— Пиши, — сказал он. — Первое — в Рыбинск, вдове комендора Ерохина. Пиши: муж ваш воевал хорошо. Убит в ночном деле, при победе. Умер сразу, не мучился.
Он помолчал и добавил, глядя в стену:
— Мучился он, положим, минуты три. Про такое врать можно. Это враньё Богом прощёное.
Мы написали все три письма. Диктовал он всё короче, а последнее — почти шёпотом, и я делал вид, что не слышу, как у него садится голос, а он делал вид, что голос у него садится от табака. На словах «кланяюсь вам низко, командир вашего мужа» он отвернулся к окну совсем, и я дописал сам, что положено, и запечатал.
За этим занятием нас и застала Вера Алексеевна.
Она вошла со стопкой свежего белья, скользнула взглядом по конвертам, по лубку, по мне — и всё поняла разом, как понимала всегда, с одного счёта. Кивнула мне, как кивают знакомому по работе, и занялась соседней койкой.
— Сестрица, — окликнул Огарёв, к которому вместе с трубкой возвращалась и весёлость, — вы этого лейтенанта гоните. Он мне покою не даёт: то пишет, то в герои сватает.
— Здесь я решаю, кого гнать, — ровно сказала Вера Алексеевна, не оборачиваясь. — Пока он полезен раненому — пусть сидит.
— Слыхал? — Огарёв заговорщицки понизил голос, на всю палату. — Пока полезен. Смотри, учёный, у них тут строго.
Я простился с ним до вторника, забрал письма и вышел в коридор. И там сделал то, ради чего половину дороги до госпиталя репетировал слова, а вторую половину — решал, что слова не нужны.
— Вера Алексеевна.
Она остановилась. Я достал из сумки свёрток — плотный, перевязанный бечёвкой. Табак. Тот самый, госпитальный, который она спрашивала для раненых ещё той зимой, в другом городе моей жизни, и который я тогда так и остался должен.
— Долг. С января.

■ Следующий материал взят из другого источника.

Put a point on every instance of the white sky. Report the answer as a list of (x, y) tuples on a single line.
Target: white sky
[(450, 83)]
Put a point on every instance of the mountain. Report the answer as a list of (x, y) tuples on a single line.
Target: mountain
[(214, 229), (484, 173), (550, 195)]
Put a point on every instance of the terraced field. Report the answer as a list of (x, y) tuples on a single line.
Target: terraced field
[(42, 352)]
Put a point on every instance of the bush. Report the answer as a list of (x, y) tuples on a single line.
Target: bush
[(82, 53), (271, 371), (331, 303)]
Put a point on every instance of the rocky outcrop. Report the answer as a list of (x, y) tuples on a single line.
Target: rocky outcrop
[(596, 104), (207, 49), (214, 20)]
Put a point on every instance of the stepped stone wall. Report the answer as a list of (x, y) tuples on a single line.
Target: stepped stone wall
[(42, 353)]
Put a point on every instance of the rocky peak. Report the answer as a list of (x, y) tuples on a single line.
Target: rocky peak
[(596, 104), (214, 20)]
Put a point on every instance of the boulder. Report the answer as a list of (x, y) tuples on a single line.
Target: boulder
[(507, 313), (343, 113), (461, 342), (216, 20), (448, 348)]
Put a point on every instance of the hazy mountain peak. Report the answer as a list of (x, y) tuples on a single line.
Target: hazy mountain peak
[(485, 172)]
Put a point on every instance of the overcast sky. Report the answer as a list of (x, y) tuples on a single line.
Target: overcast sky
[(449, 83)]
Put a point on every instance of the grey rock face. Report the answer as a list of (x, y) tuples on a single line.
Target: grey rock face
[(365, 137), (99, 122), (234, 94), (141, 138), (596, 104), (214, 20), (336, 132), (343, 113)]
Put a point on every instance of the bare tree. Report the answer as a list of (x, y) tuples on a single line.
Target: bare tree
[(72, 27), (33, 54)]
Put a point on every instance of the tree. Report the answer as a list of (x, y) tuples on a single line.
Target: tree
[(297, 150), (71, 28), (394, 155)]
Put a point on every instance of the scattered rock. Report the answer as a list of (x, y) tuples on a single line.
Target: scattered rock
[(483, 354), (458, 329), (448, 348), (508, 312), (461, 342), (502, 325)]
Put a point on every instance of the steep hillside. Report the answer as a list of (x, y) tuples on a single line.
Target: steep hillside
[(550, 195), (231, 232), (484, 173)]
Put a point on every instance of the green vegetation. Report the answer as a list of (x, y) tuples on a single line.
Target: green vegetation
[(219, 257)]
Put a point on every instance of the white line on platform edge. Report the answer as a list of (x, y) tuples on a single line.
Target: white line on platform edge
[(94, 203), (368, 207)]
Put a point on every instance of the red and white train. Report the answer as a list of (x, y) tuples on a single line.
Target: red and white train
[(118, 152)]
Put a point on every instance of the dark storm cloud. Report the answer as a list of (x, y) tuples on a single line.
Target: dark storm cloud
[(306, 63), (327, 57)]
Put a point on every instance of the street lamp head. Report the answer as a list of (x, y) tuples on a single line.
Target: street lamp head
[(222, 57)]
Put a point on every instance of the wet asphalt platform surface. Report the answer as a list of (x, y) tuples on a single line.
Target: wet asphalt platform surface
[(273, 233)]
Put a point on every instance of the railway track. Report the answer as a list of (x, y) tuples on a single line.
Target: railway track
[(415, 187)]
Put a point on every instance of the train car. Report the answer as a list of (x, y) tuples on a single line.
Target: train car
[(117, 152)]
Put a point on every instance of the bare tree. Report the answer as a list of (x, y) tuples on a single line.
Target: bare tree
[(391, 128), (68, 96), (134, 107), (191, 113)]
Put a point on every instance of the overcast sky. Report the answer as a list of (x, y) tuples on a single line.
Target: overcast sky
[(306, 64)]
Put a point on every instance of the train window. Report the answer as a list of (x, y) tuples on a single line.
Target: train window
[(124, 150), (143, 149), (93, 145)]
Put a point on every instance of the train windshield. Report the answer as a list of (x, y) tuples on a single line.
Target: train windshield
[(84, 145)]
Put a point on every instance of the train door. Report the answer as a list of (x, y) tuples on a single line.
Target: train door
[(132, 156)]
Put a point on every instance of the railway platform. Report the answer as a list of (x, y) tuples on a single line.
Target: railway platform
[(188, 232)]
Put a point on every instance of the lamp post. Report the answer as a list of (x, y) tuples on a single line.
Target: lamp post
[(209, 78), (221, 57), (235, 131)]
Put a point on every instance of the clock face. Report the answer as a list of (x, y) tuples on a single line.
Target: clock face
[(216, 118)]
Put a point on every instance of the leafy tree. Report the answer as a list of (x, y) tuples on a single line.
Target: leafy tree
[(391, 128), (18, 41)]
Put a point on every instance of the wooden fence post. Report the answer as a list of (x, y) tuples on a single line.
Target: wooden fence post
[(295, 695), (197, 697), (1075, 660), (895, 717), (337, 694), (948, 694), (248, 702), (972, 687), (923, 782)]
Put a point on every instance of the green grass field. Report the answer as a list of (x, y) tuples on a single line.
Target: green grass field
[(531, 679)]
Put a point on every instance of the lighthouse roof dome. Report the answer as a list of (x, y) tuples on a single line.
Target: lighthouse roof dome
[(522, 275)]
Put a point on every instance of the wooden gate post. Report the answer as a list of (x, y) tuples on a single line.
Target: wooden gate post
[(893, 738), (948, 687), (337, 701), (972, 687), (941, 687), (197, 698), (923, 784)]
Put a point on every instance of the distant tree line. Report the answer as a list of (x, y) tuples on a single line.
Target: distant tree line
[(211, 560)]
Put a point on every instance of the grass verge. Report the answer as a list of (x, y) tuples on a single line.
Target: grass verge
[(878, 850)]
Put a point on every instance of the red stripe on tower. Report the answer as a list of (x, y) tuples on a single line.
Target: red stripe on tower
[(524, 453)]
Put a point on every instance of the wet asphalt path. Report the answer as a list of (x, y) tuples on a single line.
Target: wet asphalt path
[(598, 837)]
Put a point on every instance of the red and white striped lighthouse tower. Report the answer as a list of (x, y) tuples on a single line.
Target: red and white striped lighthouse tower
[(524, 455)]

Простите, что с процентами вышло туго: осада.
Она взяла свёрток, взвесила в руке, как взвешивают не табак, а сказанное.
— Помню. — Она глядела не на свёрток — на меня. — Вы тогда пропали в море, и долг я списала.
— Напрасно списали. Я долги плачу. — Горло у меня было сухое, как перед «товьсь». — И вот ещё что. Я сюда хожу к раненым. К Огарёву вот. А иду — к вам. Так оно и дальше будет, если позволите.
Она молчала, наверное, секунды три. По коридору несли носилки, где-то звенела склянка, у неё на руках лежало казённое бельё, и время для таких разговоров было самое неподходящее из всех возможных — то есть, по военному счёту, единственное.
— По вторникам у нас тише всего, — сказала она наконец тем своим голосом, каким отдают распоряжения по палате. — До обхода. Раненым носите табак, а мне — не носите ничего. Приходите так.